Lembrar não significa fidelidade aos fatos como eles realmente
aconteceram. Lembrar está ligado ao imaginar, ampliar, omitir. Distorcer faz parte dos mecanismos da memória, na medida em que nossa imaginação acrescenta ou retira os fatos como uma auto defesa da sua mente. Tudo depende da natureza das conexões que o córtex estabelece no armazenamento ou dos fatores externos ou internos que afetam a evocação da memória.

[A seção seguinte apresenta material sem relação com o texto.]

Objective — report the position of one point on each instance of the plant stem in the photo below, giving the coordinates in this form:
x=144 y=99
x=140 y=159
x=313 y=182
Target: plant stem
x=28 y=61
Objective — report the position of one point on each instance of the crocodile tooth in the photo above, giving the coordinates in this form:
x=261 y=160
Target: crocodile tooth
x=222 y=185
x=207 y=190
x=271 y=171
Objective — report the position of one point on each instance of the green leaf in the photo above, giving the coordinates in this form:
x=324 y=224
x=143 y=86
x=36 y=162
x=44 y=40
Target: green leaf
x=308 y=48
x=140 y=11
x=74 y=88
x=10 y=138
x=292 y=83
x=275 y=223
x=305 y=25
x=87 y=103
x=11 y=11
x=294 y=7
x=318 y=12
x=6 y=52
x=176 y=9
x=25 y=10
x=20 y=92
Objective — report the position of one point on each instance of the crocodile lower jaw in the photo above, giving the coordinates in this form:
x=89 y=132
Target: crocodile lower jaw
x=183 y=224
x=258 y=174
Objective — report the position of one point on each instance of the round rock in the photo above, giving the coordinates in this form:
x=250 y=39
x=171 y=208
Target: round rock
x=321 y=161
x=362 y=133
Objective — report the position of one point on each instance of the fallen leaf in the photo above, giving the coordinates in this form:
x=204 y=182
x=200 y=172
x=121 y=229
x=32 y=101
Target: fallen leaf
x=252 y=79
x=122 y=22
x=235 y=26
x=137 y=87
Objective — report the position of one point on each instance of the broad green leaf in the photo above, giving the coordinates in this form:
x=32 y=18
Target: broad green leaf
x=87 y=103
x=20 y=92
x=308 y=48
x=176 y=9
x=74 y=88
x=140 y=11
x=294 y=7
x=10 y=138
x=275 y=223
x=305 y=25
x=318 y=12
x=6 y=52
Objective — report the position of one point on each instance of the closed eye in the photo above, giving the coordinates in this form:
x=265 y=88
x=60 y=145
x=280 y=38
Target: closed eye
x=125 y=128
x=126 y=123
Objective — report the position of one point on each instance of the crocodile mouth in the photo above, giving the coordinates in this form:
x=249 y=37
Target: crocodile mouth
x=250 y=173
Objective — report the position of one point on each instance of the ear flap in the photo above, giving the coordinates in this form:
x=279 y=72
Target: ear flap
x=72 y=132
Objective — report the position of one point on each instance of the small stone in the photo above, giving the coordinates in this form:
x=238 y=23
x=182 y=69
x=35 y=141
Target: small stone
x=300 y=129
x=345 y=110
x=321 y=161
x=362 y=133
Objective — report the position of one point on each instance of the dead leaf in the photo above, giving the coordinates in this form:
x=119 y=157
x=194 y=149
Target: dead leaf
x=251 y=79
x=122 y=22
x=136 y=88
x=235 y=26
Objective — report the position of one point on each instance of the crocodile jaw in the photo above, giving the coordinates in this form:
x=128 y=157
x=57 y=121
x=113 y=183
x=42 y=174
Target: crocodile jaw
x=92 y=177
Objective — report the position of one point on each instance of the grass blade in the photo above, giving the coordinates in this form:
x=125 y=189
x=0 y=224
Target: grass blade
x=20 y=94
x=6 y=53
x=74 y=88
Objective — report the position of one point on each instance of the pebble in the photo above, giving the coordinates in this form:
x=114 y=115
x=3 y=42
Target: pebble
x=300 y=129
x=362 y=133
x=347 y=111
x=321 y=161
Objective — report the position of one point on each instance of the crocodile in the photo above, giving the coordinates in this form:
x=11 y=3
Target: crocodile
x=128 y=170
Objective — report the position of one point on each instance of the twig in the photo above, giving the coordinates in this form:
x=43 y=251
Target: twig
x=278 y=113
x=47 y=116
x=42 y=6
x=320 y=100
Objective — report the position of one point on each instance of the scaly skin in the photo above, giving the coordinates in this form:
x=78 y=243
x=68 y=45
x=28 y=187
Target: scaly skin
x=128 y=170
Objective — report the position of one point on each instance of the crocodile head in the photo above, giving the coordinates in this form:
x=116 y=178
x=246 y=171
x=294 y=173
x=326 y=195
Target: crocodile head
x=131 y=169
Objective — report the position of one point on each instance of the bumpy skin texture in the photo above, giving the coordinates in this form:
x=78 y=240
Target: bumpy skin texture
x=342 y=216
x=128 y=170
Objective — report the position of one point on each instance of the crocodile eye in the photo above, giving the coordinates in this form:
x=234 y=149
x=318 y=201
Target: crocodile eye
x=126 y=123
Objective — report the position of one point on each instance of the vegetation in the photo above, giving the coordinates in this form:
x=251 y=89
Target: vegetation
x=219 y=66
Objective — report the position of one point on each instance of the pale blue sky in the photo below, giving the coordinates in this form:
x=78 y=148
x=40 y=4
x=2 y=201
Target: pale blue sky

Da mesma forma que a memória oferece uma variedade de reflexões que
atravessam os conceitos de sujeito, ideologia, história, como ferramenta teatral possibilita uma experiência de linguagem capaz de colocar o tempo passado como um meio de compreensão do presente. O discurso corporal gerado pela percepção e expressão usa mecanismos que cada um perfaz a seu modo. No trabalho com os seus arquivos, conscientes ou inconscientes, o performer vai buscar formas de materializar aquilo que sente daquilo que relembra. O discurso que se constitui é heterogêneo, fragmentado e disperso por envolver os diferentes sentidos pelos quais ele é afetado (LOPES, 2010).
O que se pode concluir sobre com as questões que envolvem a memória do
performer é que a imersão na interioridade tem um fio invisível conectado para o exterior pela força da linguagem. Enfatizando a ação e o acontecimento ele gera uma forma de expressão que reflete a história e a formação ideológica que o representa. Desta forma, este discurso não requer homogeneidade e unicidade do sujeito, mas faz da linguagem um ponto de partida, de revelação.
Esse discurso artístico e teatral que se coloca em jogo através das
memórias dos performers se encontra presente nos diversos momentos de “Sobre as Coisas”: um discurso que evoca a espera, a infância guardada, os objetos que se tornam não apenas companheiros de cena, mas ativadores daquilo que a memória guarda.
Esse processo é descrito por Uxa Xavier, como “o processo de ativar a
infância que nos habita”, infância essa guardada na memória dos performers, resgada através do corpo e dos objetos presentes em cena. Talvez não seja cabível chamar de infância adormecida, mas sim de infância revisitada. A infância que nos habito não dorme, ela nos aguarda como uma casa a qual voltamos a visitar pelo dispositivo da memória.